When someone arrives at rehab, the first step is to provide a safe, secure, supported place for your loved one to detox, which is the time when a substance(s) or damaging behavior(s) is removed or stopped. The detox process is monitored and managed by qualified professionals who provide supportive care. These individuals manage your loved one’s physical and psychological withdrawal symptoms, and non-addictive, FDA-approved medications may be used to ease symptoms and cravings. This specialized team also develops and puts in motion a treatment plan that typically involves counseling to address the addiction(s) as well any mental health issues your loved one may have. It’s essential to address all of these to help prevent relapse; this is what’s known as an integrative approach. Therapy will help your loved one to gain needed coping skills and healthy habits, so he/she learns to handle life’s challenges and maintain a healthy recovery.

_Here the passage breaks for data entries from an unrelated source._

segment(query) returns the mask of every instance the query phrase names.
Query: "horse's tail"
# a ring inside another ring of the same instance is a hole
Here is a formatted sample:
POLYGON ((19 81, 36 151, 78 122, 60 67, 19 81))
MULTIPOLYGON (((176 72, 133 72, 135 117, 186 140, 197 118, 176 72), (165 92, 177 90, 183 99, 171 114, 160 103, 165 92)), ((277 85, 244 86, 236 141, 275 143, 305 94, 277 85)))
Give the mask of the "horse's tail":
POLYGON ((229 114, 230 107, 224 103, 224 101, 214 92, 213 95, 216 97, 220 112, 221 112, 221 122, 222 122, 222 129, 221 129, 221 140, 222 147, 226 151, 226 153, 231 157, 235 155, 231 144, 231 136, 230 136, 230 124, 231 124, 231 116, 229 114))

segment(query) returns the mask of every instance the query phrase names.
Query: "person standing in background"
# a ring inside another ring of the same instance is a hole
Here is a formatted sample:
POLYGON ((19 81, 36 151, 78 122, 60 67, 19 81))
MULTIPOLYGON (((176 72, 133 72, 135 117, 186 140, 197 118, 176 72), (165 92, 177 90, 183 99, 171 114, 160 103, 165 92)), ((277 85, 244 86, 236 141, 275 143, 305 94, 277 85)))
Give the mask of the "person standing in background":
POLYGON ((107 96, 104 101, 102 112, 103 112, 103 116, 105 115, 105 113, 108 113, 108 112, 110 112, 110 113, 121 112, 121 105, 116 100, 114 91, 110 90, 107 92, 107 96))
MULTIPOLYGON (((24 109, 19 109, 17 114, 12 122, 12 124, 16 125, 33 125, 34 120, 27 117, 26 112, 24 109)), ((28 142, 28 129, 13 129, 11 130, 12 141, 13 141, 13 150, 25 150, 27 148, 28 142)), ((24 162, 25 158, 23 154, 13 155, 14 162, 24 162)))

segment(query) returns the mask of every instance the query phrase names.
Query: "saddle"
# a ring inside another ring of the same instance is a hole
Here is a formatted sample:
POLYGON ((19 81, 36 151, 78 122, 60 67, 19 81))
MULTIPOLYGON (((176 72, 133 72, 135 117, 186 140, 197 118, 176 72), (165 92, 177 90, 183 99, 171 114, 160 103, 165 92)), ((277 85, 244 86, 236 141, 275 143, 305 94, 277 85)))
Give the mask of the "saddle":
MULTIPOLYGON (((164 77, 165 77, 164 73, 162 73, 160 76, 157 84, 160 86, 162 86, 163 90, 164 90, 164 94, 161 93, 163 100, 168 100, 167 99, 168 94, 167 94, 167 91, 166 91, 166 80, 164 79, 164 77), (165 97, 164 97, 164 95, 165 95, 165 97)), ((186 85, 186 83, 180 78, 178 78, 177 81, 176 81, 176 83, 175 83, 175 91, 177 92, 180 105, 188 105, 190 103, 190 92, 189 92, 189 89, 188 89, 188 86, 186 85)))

Rehab may last for several days, weeks or months, depending on the nature and extent of the addiction and any co-occurring issues (meaning the individual also has another mental health issue in addition to addiction). For example, a stay for video gaming addiction may last 10 days, whereas eight weeks or more may be recommended for methamphetamine use.
Outpatient Treatment
If your loved one has healthy support from a partner, spouse, family member or friend and wants to attend treatment while living at home, outpatient treatment can be a great choice, and a more cost-effective one than going to a residential treatment center. This is especially true in cases in which it’s not possible to take an extended break from work or school to attend treatment. With outpatient treatment, your loved one is cared for at a facility during the days and/or evenings, but he/she doesn’t stay overnight. There are outpatient programs that meet for two to three hours a few evenings each week. If continuing to live at home while undergoing treatment means that your loved one may have easy access to old networks that will tempt him/her to keep using, this is, of course, not an option and residential treatment may be necessary.
Day Treatment
Day treatment for addiction is just what its name implies: Your loved one will receive treatment during the day for addiction while continuing to live at home. This is considered “partial hospitalization” outpatient program because patients receive care for seven to eight hours a day, working with doctors, drug treatment counselors, therapists and/or psychiatrists. Patients might even be asked to attend evening 12-step meetings or other educational sessions. Parents of young children and others who have obligations at home may gravitate toward day treatment over a live-in option.
Sober Living Communities
Sober houses (also known as halfway houses, therapeutic communities and recovery houses) are for people who need a sober place to live and to practice living in recovery. While patients typically move into a sober living community after leaving a residential treatment program, sometimes people live in sober houses while attending an outpatient, day treatment or other program. The idea behind sober living houses is that it can be difficult for someone who’s brand-new to recovery to avoid falling into old habits and succumbing to old triggers when they move back home. (We all have a tendency to revert to old patterns when we’re around people from our past, for example.) Relapses are common with addiction, and maintaining recovery takes vigilance and ongoing effort. A sober-living house offers residents a chance to practice coping skills just learned in treatment and can be the perfect setting for someone to find their fit as clean and sober for six months to a year or more after treatment. These homes typically also provide a very structured day-to-day-life, offering therapy sessions and regular 12-step meetings on the premises. In this setting your loved one can learn to incorporate healthy living and coping skills for a balanced, emotionally stable life.